Существование кажется беспочвенным. Ничто не существует; до тех пор, пока мы в силах что-то налгать самим себе, мы еще можем выносить это. Но если нам открывается, что ничто по-настоящему не существует, жизнь делается невыносимой: я не хочу существовать как ничтожество. Я отказываюсь избирать счастье как счастье, ведь оно есть только ничтожное мгновение в потоке, влекущем к погибели. Ненавидя свое собственное существование, я протестую против факта существования; я не хочу брать на себя эго существование, как мое, бунтую против основы, из которой я произошел. Я своевластно возвращаю то, что досталось мне на долю без моего согласия, в возможности самоубийства из упрямства.
2. Приостановление решения в воле к знанию
— Кто же я, способный осуществить на деле это свое упрямство? Я тот, кто обладал бы бытием в самом нежелании этого своего существования. Но в сознании этого нежелания есть свобода, которая может постичь свою опрометчивость: у границы радикального отречения она может, увлекая себя самое к раскрытию, возвратиться назад и вновь попытаться существовать. Тогда упрямство принимает вид изначальной воли к знанию, неумолимо исследующей и вопрошающей и каждый раз подвергающей проверке свои собственные ответы. Она уже не оценивает существование в его целом, но, действуя собственным своим существом, неустанно проходит из края в край существование, чтобы испытать его опытом. Я всеми средствами желаю достичь знания, я, как существование, есмь познающий. У меня остается возможность, или отвергнуть существование, или же вновь вступить в него с исконным согласием. После того как упрямство думало слишком скоро получить окончательный ответ, оно стало теперь само постоянным вопросом.
Эта позиция воли к знанию становится непременным условием человечности. Вопрошающий есть самобытие, являющееся себе самому как бы оторванным от целого. Его свобода есть возможность изучать и способность решиться на действие из собственного истока. Целое стало недоступно для него; он неспособен значимым образом мыслить с предметной отчетливостью даже и возможность этого целого. То, что предстоит мне как моя сущность в свободе моей воли к знанию и моей деятельности, я переживаю в то же время как отрывающееся в обособлении своеволие.

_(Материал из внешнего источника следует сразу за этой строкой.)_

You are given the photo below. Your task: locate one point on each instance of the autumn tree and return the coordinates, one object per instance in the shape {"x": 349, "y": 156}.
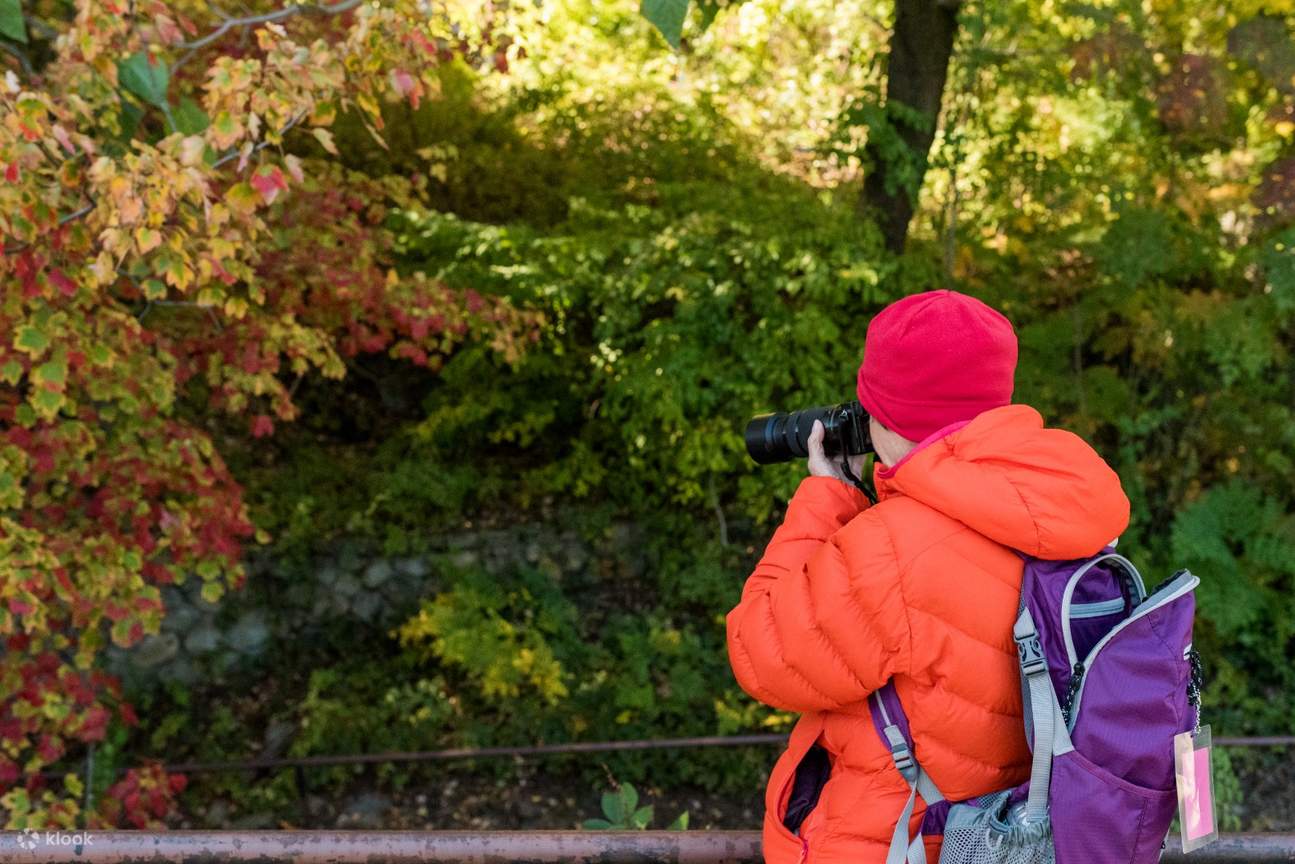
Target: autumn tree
{"x": 181, "y": 241}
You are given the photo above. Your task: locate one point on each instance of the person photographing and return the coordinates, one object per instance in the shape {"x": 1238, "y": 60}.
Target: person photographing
{"x": 918, "y": 590}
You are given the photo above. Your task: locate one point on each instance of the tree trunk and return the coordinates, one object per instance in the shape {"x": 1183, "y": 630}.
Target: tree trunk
{"x": 920, "y": 52}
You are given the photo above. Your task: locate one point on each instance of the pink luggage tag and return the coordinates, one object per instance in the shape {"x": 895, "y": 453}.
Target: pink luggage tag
{"x": 1193, "y": 768}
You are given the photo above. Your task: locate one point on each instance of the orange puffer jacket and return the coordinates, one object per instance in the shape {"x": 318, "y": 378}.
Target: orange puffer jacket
{"x": 922, "y": 587}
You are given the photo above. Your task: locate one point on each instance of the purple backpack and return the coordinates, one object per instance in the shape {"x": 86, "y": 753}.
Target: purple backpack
{"x": 1107, "y": 676}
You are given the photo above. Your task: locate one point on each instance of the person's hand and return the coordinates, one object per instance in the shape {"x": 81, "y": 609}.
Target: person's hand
{"x": 820, "y": 465}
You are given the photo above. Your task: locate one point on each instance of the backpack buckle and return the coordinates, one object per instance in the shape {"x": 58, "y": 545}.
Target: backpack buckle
{"x": 1030, "y": 650}
{"x": 903, "y": 758}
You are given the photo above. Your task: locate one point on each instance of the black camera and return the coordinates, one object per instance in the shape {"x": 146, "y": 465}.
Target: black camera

3. Наше человеческое бытие в воле к знанию уже есть упрямство
— Прометей навлек на себя вину, потому что принес брошенным людям, которых Зевс хотел окончательно погубить, сознание, знание, технику. То, что делает человека человеком в неограниченных возможностях развития — это его исток в бунте Прометея, который, и прикованный к скале, остается самим собою, сохраняет силу говорить проникновенным тоном обвинителя в безмерной боли своего бессилия, не уступающего, однако, и силе, до тех пор, пока в божестве не произойдет перемена, и пока он сам не будет готов предаться ему и примириться с ним.
Это миф об уходящей в незапамятную древность вине вочеловечения (unvordenkliche Schuld des Menschwerdens). Грехопадение сопоставимо с ним только в этом своем истоке. Знание, впервые по-настоящему делающее его человеком и дающее ему все возможности его деятельного будущего, исторгает Адама из рая. Бог Ветхого Завета тоже пугается при виде опасного возвышения Адама: «Адам стал как один из нас»15
, и, изгоняя его, делает однажды совершившееся отныне уже необратимым, как продолжающее действовать. Невинность становящейся свободы есть одновременно исконная вина божества, действующего насилием.Так человек восприемлется в божественный мир. Человек понял здесь в форме мифов присущее ему сознание свободы, которое есть единственная и неотъемлемая истина его возможной экзистенции, и все-таки не есть безусловная истина, но — непостижимым образом — делает его виновным. Ценность и величие человека — это самовластное упрямство. Обыкновенно почти всегда в религиях народов бессилие и страх перед превосходящей силой божества заставляет подчиниться человека, ищущего для себя благосостояния и спасения. Но в редких случаях героизм человека вступал для него самого в божественное бытие, как аллегория его существа. Лишь намек на это слышен в грехопадении; однако только греку удалось с полной решительностью благочестиво узнать и представить на основе действительности его богов то, чем фактически был он сам. В этом ему предстал образ человеческого достоинства, сделавшийся с тех пор мерой того, чего человек требовал от самого себя и на что он был способен. Грек допустил, правда, чтобы трансценденция, в образе Мойры16
, переместилась еще далее его богов к некоторой новой границе, где он уже почти не соприкасался с нею; но непреходящими письменами отметил он упрямство и преданность человека.